Non sarei dovuta venire. Questo è il primo pensiero lucido che mi attraversa la mente mentre i miei tacchi affondano nell’acqua alta che copre il selciato del campo. L’orlo del vestito è già rovinato, nero e pesante, e lo stringo con una mano mentre con l’altra reggo la maschera che mi hanno dato all’ingresso, una bauta bianca che copre la fronte e gli occhi ma lascia scoperte le labbra, ancora avvolta nel velluto.

Il palazzo si apre davanti a me con le sue finestre accese come occhi. La musica arriva ovattata, distorta dall’acqua e dalla nebbia, un quartetto d’archi che suona qualcosa che non riconosco ma che sembra scritto apposta per questa città e questa notte.

Entro. Il portone è spalancato e il salone al piano nobile è un teatro di candele, specchi e seta. Ci sono almeno duecento persone, tutte mascherate, tutte bellissime nella loro anonimità. Io mi sento fuori posto, come un’attrice entrata dalla porta sbagliata. Conosco quattro colleghi, forse cinque, e li cerco con lo sguardo mentre mi lego la maschera dietro la nuca, sentendo il bordo rigido premermi sulle guance.

Li trovo al bar, un bancone lungo e scuro lucidato dalle mani di chi ci si è appoggiato per secoli. Tommaso mi saluta con un cenno esagerato, Silvia mi abbraccia forte e mi dice che sono stupenda, che il vestito è perfetto, che i miei capelli rossi contro la maschera bianca sono una visione. Bevo un Bellini, poi un altro, e a poco a poco il disagio si scioglie nell’alcol e nel rumore. Rido delle battute di qualcuno il cui nome non ricordo, ballo qualche passo con Silvia che è già ubriaca, mi abituo a vedere il mondo attraverso le fessure strette della bauta, dove tutto si riduce a frammenti: un lampadario, una spalla nuda, il riflesso di un bicchiere.

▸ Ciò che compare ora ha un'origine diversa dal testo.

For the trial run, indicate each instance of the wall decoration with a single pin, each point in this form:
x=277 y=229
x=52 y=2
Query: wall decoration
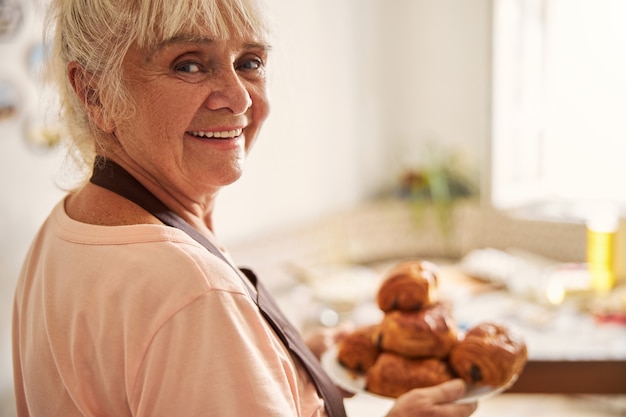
x=11 y=18
x=41 y=135
x=9 y=101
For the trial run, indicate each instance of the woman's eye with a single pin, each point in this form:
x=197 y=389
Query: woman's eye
x=251 y=64
x=189 y=68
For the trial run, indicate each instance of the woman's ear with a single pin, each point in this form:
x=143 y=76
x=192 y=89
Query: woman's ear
x=85 y=85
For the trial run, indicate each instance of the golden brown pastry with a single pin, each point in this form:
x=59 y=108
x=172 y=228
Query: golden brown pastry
x=409 y=286
x=429 y=332
x=393 y=375
x=489 y=354
x=357 y=351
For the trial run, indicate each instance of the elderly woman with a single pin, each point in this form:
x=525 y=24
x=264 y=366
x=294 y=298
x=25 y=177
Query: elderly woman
x=127 y=305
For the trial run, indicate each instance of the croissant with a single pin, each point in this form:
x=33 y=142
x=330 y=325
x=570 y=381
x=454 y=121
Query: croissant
x=489 y=354
x=358 y=351
x=430 y=332
x=408 y=286
x=393 y=375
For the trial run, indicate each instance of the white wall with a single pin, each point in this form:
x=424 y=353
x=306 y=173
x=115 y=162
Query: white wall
x=358 y=84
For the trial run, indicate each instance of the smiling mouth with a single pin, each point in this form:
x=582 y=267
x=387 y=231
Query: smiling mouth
x=227 y=134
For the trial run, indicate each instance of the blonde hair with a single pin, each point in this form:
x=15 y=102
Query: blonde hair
x=97 y=35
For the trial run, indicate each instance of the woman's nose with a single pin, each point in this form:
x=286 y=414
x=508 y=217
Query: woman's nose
x=228 y=91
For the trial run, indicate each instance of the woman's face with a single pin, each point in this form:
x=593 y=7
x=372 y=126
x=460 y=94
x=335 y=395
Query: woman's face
x=200 y=105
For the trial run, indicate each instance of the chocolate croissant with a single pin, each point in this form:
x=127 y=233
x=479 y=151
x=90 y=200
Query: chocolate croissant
x=358 y=351
x=489 y=354
x=409 y=286
x=393 y=375
x=430 y=332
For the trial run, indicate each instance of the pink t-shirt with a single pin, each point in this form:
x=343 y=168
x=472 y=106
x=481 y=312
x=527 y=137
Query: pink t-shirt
x=143 y=321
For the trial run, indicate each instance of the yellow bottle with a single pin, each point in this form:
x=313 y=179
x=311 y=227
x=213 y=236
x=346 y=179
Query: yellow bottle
x=601 y=238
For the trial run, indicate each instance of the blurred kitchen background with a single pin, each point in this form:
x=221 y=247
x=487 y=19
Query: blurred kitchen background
x=482 y=135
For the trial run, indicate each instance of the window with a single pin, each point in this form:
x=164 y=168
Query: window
x=559 y=104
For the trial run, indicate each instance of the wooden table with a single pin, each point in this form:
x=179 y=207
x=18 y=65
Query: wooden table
x=572 y=377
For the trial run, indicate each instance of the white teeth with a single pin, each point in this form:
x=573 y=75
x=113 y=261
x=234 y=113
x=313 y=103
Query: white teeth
x=219 y=135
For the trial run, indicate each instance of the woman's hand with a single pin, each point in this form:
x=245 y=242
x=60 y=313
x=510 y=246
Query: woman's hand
x=433 y=402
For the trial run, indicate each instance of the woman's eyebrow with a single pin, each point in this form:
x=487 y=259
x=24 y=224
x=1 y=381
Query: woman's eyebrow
x=184 y=39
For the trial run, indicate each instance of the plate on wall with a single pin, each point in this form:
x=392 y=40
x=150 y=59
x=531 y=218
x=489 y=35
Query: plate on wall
x=354 y=382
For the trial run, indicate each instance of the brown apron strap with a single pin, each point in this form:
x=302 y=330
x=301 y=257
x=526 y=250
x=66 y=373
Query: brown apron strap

È in uno di questi frammenti che lo vedo.

Lo riconosco dal corpo, non dal viso, che è coperto da una maschera nera senza bocca, solo gli occhi. Alto, più di tutti quelli che gli stanno intorno, con le spalle larghe fasciate in un completo scuro che gli disegna addosso una sagoma che conosco fin troppo bene. I capelli neri gli ricadono sulla fronte sopra il bordo della maschera. Tiene un bicchiere nella mano destra e con la sinistra tocca il braccio della donna che gli parla, un gesto educato, distratto, da padrone di casa.

Mi vede. Lo so perché smette di muovere la mano. Lo so perché anche a questa distanza, attraverso due maschere e duecento persone, sento il suo sguardo arrivarmi addosso come una cosa fisica, una pressione calda sullo sterno.

Non ci parliamo da tre mesi. Tre mesi da quando mi ha assunta, tre mesi da quando mi ha stretta la mano nel suo ufficio al trentesimo piano e io ho sentito qualcosa che non avrei dovuto sentire. Tre mesi di sguardi troppo lunghi nelle riunioni, di silenzi nei corridoi, di messaggi di lavoro che finivano sempre con un punto in più del necessario, come se ci fosse ancora qualcosa da dire.

Distolgo lo sguardo per prima. Torno a ridere con Silvia, a bere, a fingere che il cuore non mi stia battendo nel collo. Ma lo sento addosso per tutta la sera, anche senza guardarlo, come si sente il calore di un fuoco in una stanza buia.

Dopo un’ora, forse di più, mi allontano dal gruppo per cercare un bagno. Attraverso una sala più piccola con gli affreschi sul soffitto e poche persone sedute sui divani, poi imbocco un corridoio stretto dove le candele diventano più rade e la musica si allontana fino a diventare un ronzio. L’aria è più fredda, sa di pietra e di acqua.

Lo sento prima di vederlo. Un passo dietro di me, lento, pesante. Mi fermo. Mi volto.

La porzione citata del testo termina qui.